In Liberia, presidential inauguration festivities begin Saturday evening. But many Liberians are anxious for the festivities to give way to real work by the government of Africa's first elected female head of state, Ellen Johnson-Sirleaf.

As part of an inauguration beautification project, cleaners are sweeping streets, lawns are being mowed at the parliament, and some lines have been painted on pothole-filled roads. But the effort is having little impact on a city afflicted during the last quarter century by conflict and corruption.

Newspaper editor Philip Wesseh has a street-level office next to a giant heap of stinking trash, and pools of dirty water.

"All we really want is the government to be inducted, to begin work, to get the country back, because things are so backward," he said. "Even in front of my office, you see the pile of trash, garbage, it's a clear indication of the kind of task that [awaits] this new government. So, people are not really interested in festivities, they want to see something being done immediately after inauguration."

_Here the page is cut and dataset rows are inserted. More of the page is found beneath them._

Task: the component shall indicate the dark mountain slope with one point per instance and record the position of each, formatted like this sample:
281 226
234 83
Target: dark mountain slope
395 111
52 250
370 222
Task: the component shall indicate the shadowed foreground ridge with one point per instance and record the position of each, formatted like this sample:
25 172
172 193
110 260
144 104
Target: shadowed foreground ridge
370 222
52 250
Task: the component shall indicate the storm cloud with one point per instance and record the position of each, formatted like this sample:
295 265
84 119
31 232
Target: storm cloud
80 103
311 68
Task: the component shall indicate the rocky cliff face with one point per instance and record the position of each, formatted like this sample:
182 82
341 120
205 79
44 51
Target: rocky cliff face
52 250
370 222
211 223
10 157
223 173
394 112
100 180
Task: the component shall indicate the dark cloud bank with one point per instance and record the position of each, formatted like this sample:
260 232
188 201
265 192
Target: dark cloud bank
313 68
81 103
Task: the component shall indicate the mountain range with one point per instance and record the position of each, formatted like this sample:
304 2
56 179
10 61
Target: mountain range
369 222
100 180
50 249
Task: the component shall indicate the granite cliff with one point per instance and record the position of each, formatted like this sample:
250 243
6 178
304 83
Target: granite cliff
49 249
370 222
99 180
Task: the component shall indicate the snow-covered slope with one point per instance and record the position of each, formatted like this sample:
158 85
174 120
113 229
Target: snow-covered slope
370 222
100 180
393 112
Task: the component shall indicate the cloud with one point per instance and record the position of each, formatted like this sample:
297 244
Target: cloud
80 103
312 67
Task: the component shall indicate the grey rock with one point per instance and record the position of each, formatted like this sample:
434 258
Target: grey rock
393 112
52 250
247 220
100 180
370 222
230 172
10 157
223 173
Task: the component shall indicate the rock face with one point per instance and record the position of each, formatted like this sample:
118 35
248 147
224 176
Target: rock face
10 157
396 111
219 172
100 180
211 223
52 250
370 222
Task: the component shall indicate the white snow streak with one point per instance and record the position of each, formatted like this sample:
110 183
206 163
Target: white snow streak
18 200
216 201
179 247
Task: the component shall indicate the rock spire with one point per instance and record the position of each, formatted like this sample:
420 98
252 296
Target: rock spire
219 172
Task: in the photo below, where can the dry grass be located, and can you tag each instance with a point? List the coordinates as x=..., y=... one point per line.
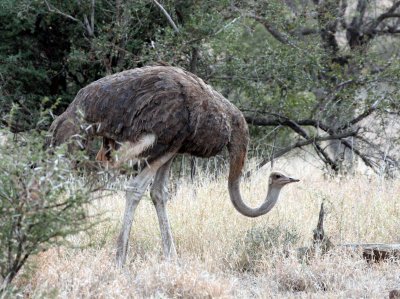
x=211, y=242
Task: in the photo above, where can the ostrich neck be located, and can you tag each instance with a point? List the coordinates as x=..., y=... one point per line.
x=239, y=204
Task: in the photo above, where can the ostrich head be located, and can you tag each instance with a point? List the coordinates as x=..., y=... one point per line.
x=278, y=180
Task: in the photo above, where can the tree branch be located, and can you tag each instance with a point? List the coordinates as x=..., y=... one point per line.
x=167, y=16
x=303, y=143
x=382, y=17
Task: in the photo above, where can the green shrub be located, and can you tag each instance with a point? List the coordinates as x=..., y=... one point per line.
x=41, y=201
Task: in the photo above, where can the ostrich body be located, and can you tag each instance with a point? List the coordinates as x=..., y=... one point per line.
x=156, y=113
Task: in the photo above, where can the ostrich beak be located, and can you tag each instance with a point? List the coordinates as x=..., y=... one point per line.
x=293, y=180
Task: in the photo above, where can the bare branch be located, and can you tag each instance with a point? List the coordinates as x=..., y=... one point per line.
x=167, y=16
x=303, y=143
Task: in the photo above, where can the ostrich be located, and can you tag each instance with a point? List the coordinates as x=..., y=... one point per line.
x=156, y=113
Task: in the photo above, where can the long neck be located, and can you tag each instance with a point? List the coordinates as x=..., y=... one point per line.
x=237, y=151
x=240, y=205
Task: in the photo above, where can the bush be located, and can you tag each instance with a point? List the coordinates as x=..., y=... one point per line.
x=41, y=202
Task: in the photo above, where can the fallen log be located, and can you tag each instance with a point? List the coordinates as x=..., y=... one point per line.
x=375, y=252
x=372, y=252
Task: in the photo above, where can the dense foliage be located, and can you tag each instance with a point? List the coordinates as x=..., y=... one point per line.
x=296, y=66
x=41, y=202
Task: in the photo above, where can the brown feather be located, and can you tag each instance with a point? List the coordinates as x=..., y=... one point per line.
x=177, y=106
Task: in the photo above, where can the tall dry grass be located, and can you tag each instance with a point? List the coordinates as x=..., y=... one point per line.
x=215, y=257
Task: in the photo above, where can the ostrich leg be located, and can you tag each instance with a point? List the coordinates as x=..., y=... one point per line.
x=136, y=187
x=159, y=195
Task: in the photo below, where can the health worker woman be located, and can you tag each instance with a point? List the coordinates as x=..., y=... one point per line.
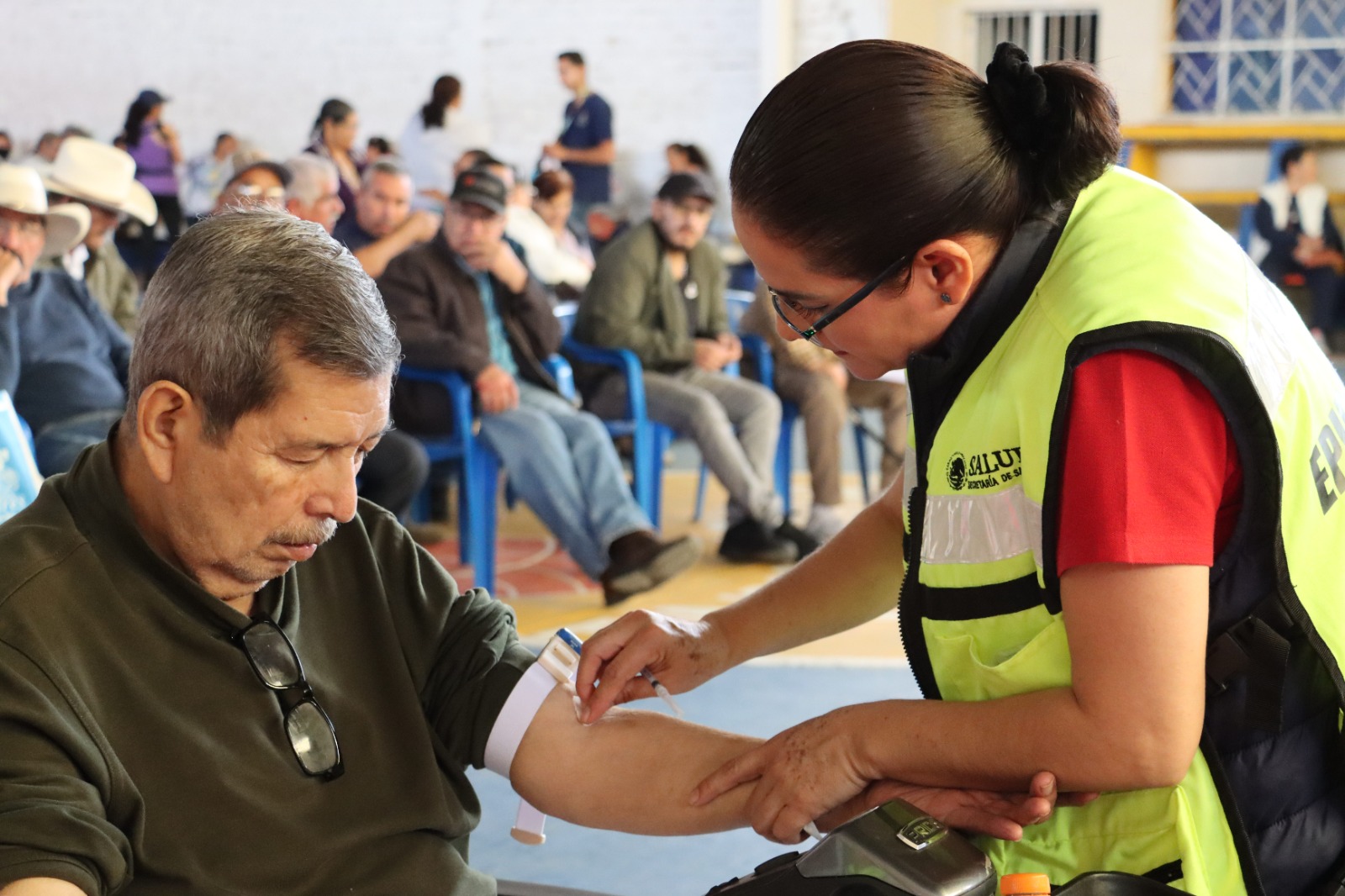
x=1120, y=540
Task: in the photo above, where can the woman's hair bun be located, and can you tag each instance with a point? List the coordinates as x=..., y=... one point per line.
x=1020, y=96
x=1059, y=118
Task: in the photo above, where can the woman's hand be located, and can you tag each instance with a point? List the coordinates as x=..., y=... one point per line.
x=802, y=774
x=975, y=811
x=678, y=653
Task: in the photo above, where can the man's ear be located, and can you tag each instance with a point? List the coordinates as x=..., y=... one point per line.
x=166, y=417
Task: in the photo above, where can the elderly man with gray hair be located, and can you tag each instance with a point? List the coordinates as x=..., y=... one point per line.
x=221, y=670
x=314, y=192
x=383, y=225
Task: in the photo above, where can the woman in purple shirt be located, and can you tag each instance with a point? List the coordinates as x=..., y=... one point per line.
x=154, y=145
x=334, y=138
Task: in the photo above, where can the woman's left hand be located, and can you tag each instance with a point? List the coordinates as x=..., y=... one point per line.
x=802, y=774
x=975, y=811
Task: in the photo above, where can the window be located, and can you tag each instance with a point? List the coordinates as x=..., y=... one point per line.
x=1259, y=57
x=1046, y=35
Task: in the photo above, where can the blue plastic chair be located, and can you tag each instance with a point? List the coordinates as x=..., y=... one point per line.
x=649, y=439
x=479, y=472
x=19, y=477
x=759, y=351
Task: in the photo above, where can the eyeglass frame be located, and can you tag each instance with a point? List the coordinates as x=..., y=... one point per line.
x=286, y=696
x=827, y=319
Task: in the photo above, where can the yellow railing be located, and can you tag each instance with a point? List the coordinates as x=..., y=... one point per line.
x=1147, y=141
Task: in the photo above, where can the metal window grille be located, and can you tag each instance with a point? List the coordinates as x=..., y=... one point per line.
x=1258, y=57
x=1047, y=35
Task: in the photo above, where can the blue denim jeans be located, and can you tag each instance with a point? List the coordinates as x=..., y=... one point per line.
x=562, y=461
x=60, y=443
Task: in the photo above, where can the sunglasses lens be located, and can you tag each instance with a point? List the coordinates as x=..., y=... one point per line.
x=311, y=735
x=273, y=656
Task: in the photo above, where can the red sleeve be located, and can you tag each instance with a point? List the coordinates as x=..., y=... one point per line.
x=1150, y=470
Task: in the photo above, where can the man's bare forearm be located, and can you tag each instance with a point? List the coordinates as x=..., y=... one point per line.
x=631, y=771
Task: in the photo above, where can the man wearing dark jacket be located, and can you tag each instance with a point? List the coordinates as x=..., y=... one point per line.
x=464, y=302
x=658, y=291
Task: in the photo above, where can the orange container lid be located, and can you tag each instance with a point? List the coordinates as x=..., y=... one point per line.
x=1024, y=885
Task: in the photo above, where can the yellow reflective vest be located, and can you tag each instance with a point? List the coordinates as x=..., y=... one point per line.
x=1131, y=266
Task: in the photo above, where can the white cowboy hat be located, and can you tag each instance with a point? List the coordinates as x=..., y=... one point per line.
x=104, y=175
x=22, y=190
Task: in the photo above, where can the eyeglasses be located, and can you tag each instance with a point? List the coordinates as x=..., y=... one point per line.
x=309, y=728
x=24, y=226
x=827, y=319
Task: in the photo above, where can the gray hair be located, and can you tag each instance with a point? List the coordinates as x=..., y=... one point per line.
x=309, y=178
x=237, y=284
x=385, y=165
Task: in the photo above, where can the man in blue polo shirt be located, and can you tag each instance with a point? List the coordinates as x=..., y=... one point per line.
x=585, y=145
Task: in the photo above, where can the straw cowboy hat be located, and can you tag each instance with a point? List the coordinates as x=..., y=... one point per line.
x=103, y=175
x=22, y=190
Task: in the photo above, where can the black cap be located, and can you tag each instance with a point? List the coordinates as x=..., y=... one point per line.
x=688, y=185
x=151, y=98
x=481, y=188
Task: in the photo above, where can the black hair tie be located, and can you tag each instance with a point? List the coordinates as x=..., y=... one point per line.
x=1020, y=98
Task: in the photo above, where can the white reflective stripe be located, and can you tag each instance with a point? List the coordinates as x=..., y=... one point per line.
x=515, y=716
x=981, y=529
x=1271, y=322
x=908, y=477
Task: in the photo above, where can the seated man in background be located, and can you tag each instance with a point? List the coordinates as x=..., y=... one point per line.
x=257, y=183
x=383, y=224
x=73, y=358
x=314, y=192
x=1295, y=219
x=103, y=179
x=158, y=599
x=658, y=289
x=464, y=302
x=817, y=381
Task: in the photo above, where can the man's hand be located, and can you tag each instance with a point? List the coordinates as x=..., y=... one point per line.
x=423, y=225
x=710, y=356
x=497, y=389
x=11, y=272
x=509, y=269
x=800, y=775
x=977, y=811
x=679, y=653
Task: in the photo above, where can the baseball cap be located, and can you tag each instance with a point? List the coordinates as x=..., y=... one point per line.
x=688, y=185
x=481, y=188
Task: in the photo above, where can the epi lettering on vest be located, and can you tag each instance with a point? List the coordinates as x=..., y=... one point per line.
x=984, y=470
x=1325, y=461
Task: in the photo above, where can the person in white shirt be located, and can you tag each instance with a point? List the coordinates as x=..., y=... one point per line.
x=206, y=177
x=537, y=219
x=434, y=140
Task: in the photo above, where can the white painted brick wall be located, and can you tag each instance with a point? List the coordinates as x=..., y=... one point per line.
x=820, y=24
x=685, y=71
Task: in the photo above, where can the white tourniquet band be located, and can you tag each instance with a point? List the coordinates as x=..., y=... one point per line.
x=517, y=714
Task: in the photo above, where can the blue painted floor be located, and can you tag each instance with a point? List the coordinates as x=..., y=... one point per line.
x=757, y=700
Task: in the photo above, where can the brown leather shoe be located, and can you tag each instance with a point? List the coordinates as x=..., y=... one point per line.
x=641, y=562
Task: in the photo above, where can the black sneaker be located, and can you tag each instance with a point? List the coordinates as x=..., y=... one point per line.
x=751, y=541
x=804, y=541
x=649, y=566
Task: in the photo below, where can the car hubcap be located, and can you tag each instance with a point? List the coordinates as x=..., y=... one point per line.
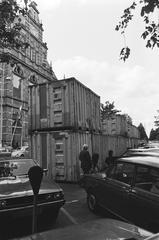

Sirleaf will be sworn in Monday in front of an audience expected to include First Lady Laura Bush, Secretary of State Condoleezza Rice, and presidents from South Africa and many West African countries.

Saturday, there will be a free concert, followed Sunday by a public debate on women's issues.

The editor of the Inquirer newspaper says there is concern about the overall inauguration cost, initially announced at $1.3 million, but then revised downward.

"If you look at the economic situation, you look at the condition of the people, the civil servants are not being paid," he said. "To spend $1.3 million, would be very hard. But the government told us it has been reduced, and they said, after the inauguration, there will be an audit."

At this market area, known as U.N. drive, Lisa Pines is selling bras. She says she is not impressed by how the inauguration money is being spent.

"They do nothing yet, nothing, the city is too dirty," she said.

She does not plan to attend any festivities.

"Nothing," she added. "I will be attending to my business, and where I get my money from. I will just be listening on the radio."

Young and angry supporters of the losing presidential candidate, George Weah, are hoping to avoid festivities entirely. Several hundred of them gather daily at the headquarters of the Congress for Democratic Change, asking for money from party officials to leave Monrovia, and relocate to their home areas.

United Nations peacekeepers will be on full alert to make sure the inauguration passes peacefully, and that there is no rioting, as was the case several times following the disputed November election results. Observers said the poll was free and fair, but Mr. Weah's supporters allege there was cheating when they were not watching.